ŞAŞKIN VAKTİN MECBURİ ELÇİSİ
Yaşanmış bir öykünün en ağır işçiliğini kelimelerine yüklüyor Adnan Gül…
Kitapta öyle bölümler var ki, duygu yoğunluğuyla alıp sizi çocukluğuna götürüyor: “…Anam pırıl pırıl bir cahil, babam daha bir aklını geçer sanan acılı bir adamdı. Belki babamdan dolayı bu söz hala kulağımda küpe ‘acı sözün ağrısı ömür boyuymuş.’. Gerçi ben geldiğimde, onlar da bir çeşit evcilik oyunu çocuklarıymış… Belki de ben, şaşkın vaktin mecburi elçisi gibi karışmışım aralarına… Daha o günden başlamış zor günler. Yedi yıllık beklentiden sonra, birden buluşup birden kaybettikleri ağabeyimin acısını bastırmak da bana düşmüş mecburen, acının şakaya dönüşebilme beklentisi de… Yine de okuyup yazmadan bütün canlıların yaşam hakkına saygılı, nasibini, kurttan, kuştan ayrı düşünmeyen, kuzu melemesini çocuk ağlamasından evvel duyan, Süleyman’dan çok diller bilen, anlayan, dinleyen anamın sessizliğiyle babamın şamatasını yan yana oturttukça, alemi analar kavlinde sevmeyi baş tacı ettiğimi varsın kimseler bilmesindi. Yılda iki kez uğradığım evimde ya hamile, ya doğurmuş bulurdum garibimi. O yedi canla zamanı başkaları için yaşayan adeta sessizlik anıtıydı, her gün yücelip yükseliyordu içimde. Çünkü anam taşları, ağaçları, otları, suyu, okur iken, ben ikiyle ikinin hiçbir zaman, hiçbir insan için bir şey etmeyeceğini bilemiyordum…”
RESMİYET PRANGASI
“Çektiklerimi silecek hiçbir silgi icat edilmemişti” diyerek, yaşadığı çaresizliği kitapta dile getiren Adnan Gül’ün şu satırları unutulacak gibi değil…

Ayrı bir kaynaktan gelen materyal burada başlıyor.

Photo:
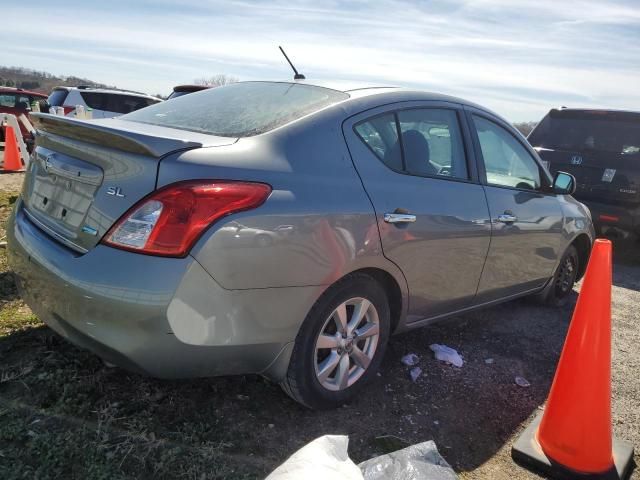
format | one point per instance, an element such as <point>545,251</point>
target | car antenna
<point>297,76</point>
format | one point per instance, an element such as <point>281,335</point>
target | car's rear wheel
<point>559,291</point>
<point>340,344</point>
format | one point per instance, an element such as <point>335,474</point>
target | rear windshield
<point>239,110</point>
<point>616,132</point>
<point>57,97</point>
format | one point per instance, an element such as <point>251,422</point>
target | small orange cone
<point>573,436</point>
<point>12,162</point>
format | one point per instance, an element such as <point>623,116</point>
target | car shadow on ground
<point>471,412</point>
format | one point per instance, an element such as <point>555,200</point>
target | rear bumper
<point>164,317</point>
<point>606,216</point>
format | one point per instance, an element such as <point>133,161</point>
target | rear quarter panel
<point>318,223</point>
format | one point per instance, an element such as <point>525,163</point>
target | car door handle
<point>399,218</point>
<point>507,218</point>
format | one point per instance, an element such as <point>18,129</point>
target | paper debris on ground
<point>447,354</point>
<point>410,359</point>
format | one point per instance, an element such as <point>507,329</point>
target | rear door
<point>432,214</point>
<point>526,218</point>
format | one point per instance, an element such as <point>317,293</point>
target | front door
<point>526,217</point>
<point>432,214</point>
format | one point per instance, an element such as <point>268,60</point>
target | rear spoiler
<point>126,139</point>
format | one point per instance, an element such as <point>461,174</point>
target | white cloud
<point>519,58</point>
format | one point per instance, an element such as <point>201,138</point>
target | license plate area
<point>61,190</point>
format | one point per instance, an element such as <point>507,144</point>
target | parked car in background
<point>181,90</point>
<point>16,101</point>
<point>104,103</point>
<point>601,148</point>
<point>285,229</point>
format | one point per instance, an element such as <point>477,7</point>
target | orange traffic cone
<point>572,438</point>
<point>12,162</point>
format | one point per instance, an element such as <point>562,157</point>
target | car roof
<point>115,91</point>
<point>374,96</point>
<point>596,110</point>
<point>378,95</point>
<point>22,90</point>
<point>190,88</point>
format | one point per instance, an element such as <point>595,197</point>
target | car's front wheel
<point>340,344</point>
<point>559,291</point>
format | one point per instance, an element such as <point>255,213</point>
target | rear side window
<point>114,102</point>
<point>239,110</point>
<point>589,130</point>
<point>7,100</point>
<point>430,143</point>
<point>57,98</point>
<point>381,136</point>
<point>506,161</point>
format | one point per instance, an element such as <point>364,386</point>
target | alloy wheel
<point>346,344</point>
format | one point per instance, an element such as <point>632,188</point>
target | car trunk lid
<point>84,175</point>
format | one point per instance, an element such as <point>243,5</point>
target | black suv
<point>601,148</point>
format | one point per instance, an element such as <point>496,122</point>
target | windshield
<point>239,110</point>
<point>589,130</point>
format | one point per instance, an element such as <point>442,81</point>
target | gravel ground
<point>128,426</point>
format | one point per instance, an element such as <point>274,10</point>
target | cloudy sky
<point>518,57</point>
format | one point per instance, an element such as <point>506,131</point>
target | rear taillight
<point>169,221</point>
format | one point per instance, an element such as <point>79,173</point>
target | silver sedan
<point>285,229</point>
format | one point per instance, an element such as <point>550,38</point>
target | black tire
<point>301,382</point>
<point>558,292</point>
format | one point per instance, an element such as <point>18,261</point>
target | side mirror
<point>564,184</point>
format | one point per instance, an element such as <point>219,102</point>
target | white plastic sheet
<point>326,458</point>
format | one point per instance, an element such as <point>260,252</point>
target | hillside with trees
<point>35,80</point>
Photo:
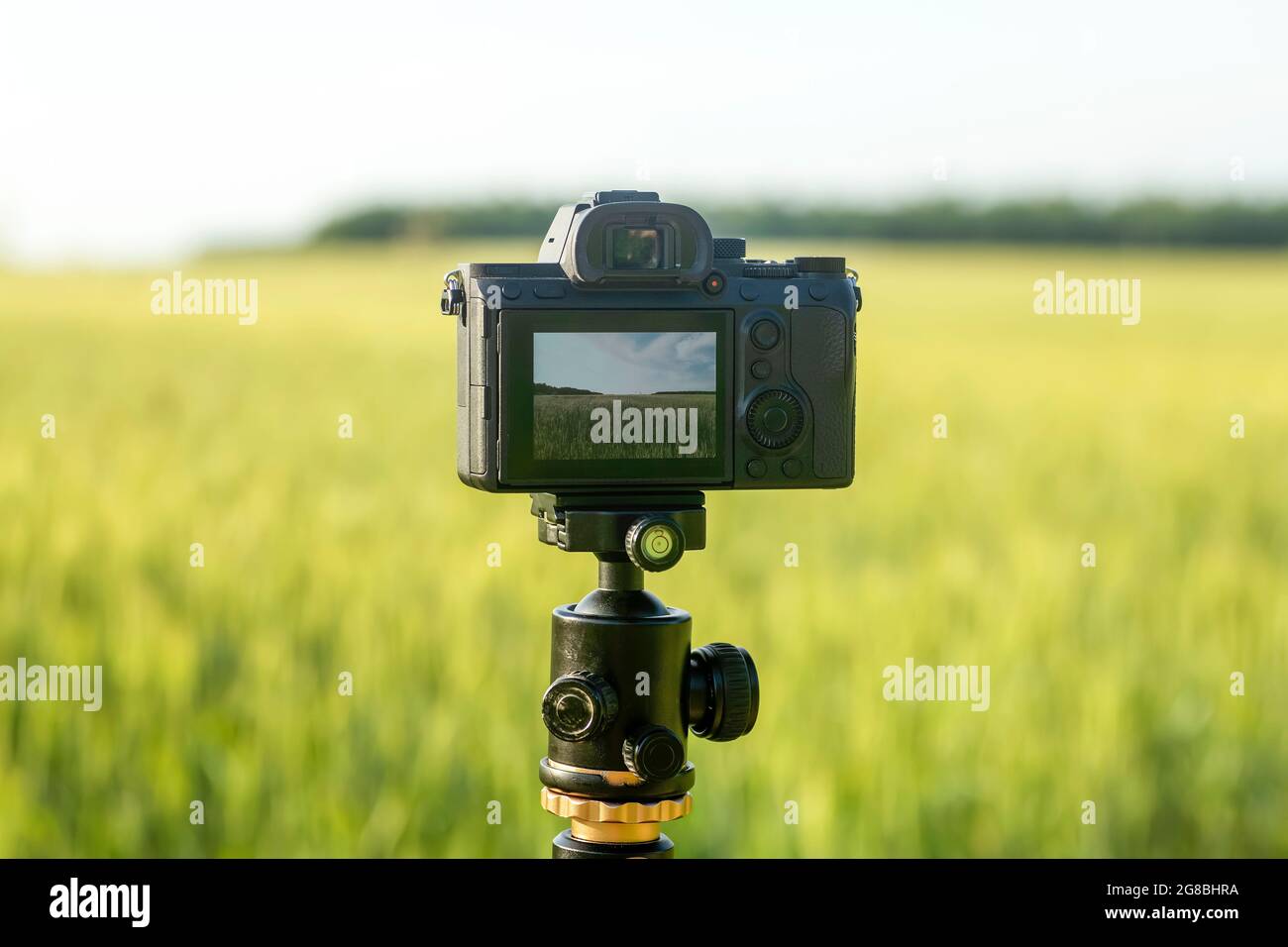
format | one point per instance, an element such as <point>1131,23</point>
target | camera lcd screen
<point>638,248</point>
<point>625,395</point>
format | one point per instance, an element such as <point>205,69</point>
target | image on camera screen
<point>597,395</point>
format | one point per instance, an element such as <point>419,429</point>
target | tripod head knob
<point>724,692</point>
<point>653,753</point>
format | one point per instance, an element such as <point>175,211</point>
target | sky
<point>626,363</point>
<point>137,132</point>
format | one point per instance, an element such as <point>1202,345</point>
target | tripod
<point>625,686</point>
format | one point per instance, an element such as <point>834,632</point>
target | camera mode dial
<point>776,419</point>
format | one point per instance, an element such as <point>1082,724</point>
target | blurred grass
<point>368,556</point>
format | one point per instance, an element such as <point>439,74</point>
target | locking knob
<point>724,692</point>
<point>653,753</point>
<point>579,706</point>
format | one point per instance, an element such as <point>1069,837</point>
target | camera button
<point>765,334</point>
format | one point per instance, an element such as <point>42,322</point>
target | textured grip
<point>729,248</point>
<point>823,365</point>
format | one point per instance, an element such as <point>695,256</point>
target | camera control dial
<point>776,419</point>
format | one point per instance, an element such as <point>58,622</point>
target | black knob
<point>776,419</point>
<point>655,543</point>
<point>653,753</point>
<point>724,692</point>
<point>578,706</point>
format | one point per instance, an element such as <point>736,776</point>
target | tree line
<point>1160,222</point>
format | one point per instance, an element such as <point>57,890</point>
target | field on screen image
<point>366,556</point>
<point>562,425</point>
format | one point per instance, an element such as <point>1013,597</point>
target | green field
<point>562,425</point>
<point>366,556</point>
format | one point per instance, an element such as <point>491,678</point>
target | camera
<point>639,354</point>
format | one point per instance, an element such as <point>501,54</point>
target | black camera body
<point>642,355</point>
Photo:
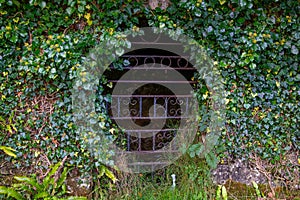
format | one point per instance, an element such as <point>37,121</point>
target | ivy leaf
<point>295,50</point>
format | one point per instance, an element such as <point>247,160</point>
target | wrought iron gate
<point>151,101</point>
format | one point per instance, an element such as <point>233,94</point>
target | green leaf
<point>28,180</point>
<point>62,177</point>
<point>110,175</point>
<point>42,195</point>
<point>8,151</point>
<point>11,193</point>
<point>295,50</point>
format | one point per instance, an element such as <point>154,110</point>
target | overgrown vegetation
<point>255,45</point>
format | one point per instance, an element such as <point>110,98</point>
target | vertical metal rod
<point>140,141</point>
<point>128,141</point>
<point>166,108</point>
<point>187,107</point>
<point>118,106</point>
<point>154,104</point>
<point>153,141</point>
<point>141,106</point>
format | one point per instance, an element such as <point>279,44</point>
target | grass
<point>192,182</point>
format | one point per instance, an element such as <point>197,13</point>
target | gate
<point>150,102</point>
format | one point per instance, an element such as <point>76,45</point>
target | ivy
<point>254,44</point>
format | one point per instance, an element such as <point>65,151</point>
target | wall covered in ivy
<point>255,45</point>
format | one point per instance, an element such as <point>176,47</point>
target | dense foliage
<point>255,45</point>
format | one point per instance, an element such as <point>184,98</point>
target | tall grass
<point>192,182</point>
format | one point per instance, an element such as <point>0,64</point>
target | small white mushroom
<point>173,180</point>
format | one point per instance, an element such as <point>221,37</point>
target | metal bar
<point>151,95</point>
<point>154,130</point>
<point>154,109</point>
<point>148,152</point>
<point>153,141</point>
<point>141,106</point>
<point>160,68</point>
<point>166,109</point>
<point>149,81</point>
<point>148,163</point>
<point>128,141</point>
<point>118,106</point>
<point>158,43</point>
<point>155,56</point>
<point>170,117</point>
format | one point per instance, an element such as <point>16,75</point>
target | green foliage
<point>52,186</point>
<point>9,151</point>
<point>255,46</point>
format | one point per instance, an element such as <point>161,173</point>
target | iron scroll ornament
<point>95,128</point>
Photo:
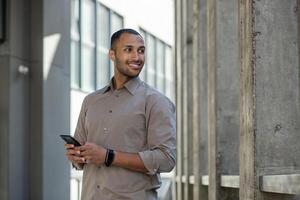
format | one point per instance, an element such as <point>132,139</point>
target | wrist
<point>109,157</point>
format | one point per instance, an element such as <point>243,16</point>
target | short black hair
<point>116,35</point>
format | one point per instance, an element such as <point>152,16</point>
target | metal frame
<point>2,20</point>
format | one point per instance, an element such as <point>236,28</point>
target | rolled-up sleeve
<point>161,136</point>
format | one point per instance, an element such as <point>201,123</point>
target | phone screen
<point>70,140</point>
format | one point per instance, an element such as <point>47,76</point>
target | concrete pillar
<point>50,97</point>
<point>179,89</point>
<point>227,93</point>
<point>269,137</point>
<point>35,104</point>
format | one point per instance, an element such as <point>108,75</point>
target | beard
<point>125,70</point>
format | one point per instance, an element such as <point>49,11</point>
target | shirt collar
<point>131,85</point>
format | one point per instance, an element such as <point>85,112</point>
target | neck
<point>119,82</point>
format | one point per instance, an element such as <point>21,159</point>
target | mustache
<point>138,62</point>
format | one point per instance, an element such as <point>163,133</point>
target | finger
<point>69,146</point>
<point>79,159</point>
<point>73,152</point>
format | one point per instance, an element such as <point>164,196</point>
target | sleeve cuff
<point>149,162</point>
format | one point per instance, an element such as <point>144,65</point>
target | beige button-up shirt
<point>134,119</point>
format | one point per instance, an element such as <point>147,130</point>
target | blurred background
<point>231,68</point>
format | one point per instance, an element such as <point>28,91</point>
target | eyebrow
<point>126,46</point>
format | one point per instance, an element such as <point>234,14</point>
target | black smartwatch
<point>109,158</point>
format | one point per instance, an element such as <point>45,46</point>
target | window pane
<point>116,22</point>
<point>102,70</point>
<point>160,54</point>
<point>170,75</point>
<point>75,18</point>
<point>87,69</point>
<point>143,72</point>
<point>103,27</point>
<point>74,64</point>
<point>150,56</point>
<point>88,21</point>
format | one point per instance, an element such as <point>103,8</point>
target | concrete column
<point>34,84</point>
<point>227,93</point>
<point>50,97</point>
<point>214,179</point>
<point>179,89</point>
<point>269,39</point>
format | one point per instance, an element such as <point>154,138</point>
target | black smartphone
<point>70,140</point>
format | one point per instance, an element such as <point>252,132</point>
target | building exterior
<point>35,99</point>
<point>44,45</point>
<point>238,103</point>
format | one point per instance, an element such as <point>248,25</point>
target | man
<point>127,130</point>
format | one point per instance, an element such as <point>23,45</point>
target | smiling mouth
<point>135,66</point>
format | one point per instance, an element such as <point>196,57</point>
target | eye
<point>141,51</point>
<point>127,49</point>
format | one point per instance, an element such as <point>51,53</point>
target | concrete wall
<point>245,105</point>
<point>35,105</point>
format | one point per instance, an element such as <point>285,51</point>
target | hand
<point>93,153</point>
<point>73,154</point>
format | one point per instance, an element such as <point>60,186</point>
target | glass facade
<point>92,25</point>
<point>159,70</point>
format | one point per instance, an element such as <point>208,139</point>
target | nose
<point>134,55</point>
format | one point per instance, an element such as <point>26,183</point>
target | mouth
<point>135,65</point>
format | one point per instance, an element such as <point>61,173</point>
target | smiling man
<point>127,130</point>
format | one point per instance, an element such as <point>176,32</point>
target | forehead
<point>130,39</point>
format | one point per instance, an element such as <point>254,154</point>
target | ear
<point>112,55</point>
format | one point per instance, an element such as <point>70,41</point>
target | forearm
<point>131,161</point>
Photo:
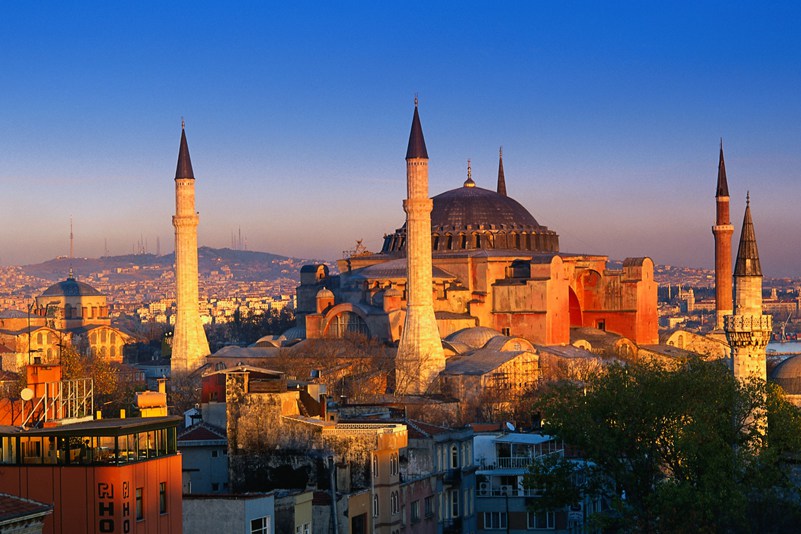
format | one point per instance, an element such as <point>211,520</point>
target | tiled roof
<point>202,432</point>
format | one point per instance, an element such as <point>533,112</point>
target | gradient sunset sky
<point>297,118</point>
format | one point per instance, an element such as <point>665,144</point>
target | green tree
<point>680,450</point>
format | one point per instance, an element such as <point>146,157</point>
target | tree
<point>673,450</point>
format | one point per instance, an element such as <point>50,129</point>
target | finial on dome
<point>469,182</point>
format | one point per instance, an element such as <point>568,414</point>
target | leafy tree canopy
<point>681,450</point>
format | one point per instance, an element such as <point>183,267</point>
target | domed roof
<point>295,332</point>
<point>325,293</point>
<point>475,337</point>
<point>477,206</point>
<point>71,288</point>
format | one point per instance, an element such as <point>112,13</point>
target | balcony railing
<point>513,462</point>
<point>507,491</point>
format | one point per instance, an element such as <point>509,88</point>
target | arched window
<point>347,322</point>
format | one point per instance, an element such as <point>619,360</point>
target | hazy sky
<point>610,115</point>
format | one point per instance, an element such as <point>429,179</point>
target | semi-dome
<point>71,288</point>
<point>474,337</point>
<point>788,375</point>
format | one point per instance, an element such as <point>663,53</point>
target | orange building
<point>101,476</point>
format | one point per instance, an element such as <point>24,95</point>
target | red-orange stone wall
<point>101,499</point>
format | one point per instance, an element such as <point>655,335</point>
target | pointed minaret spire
<point>723,231</point>
<point>748,330</point>
<point>501,177</point>
<point>189,344</point>
<point>184,169</point>
<point>747,254</point>
<point>417,145</point>
<point>723,185</point>
<point>469,182</point>
<point>420,357</point>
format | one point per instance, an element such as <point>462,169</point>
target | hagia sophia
<point>498,285</point>
<point>472,289</point>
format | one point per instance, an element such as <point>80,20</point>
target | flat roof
<point>98,427</point>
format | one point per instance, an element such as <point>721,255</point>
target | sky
<point>297,114</point>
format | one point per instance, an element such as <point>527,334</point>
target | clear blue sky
<point>297,117</point>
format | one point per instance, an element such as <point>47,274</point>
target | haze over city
<point>298,118</point>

“…Yeşil pikabın üzerinde belirsiz bir yalnızlığa sürüklenir gibiydik. Arkamızdan dökülen suyla birlikte anamın gözlerindeki korku ayaklanmakla kalmamış, pikabın hızını da aşarak görebildiğim her yere benden evvel varıp yayılmıştı. Kapıldığımız her rüzgar meçhulüne götürüyordu bizi. Bildiğim o ki, üç yüz elli kız öğrenci içerisinde, tamamlama görevinin ehli, elli erkek çocuktan sadece en bakımsızı ve en küçükleriydim.
… Okul dedikleri yerde, yani üç resmi cümle karşılığında kişiliğimi kaybettiğimi hiçbir zaman unutamam. Hiçbir cümlenin dört dörtlük halinin, hiçbir rakamın toplamda beni insan edemediğini ama insanın açlıkla terbiye edileceğinin daniskasını bu musibet kamplarında toplanan bahtsızlarla birlik öğrendim.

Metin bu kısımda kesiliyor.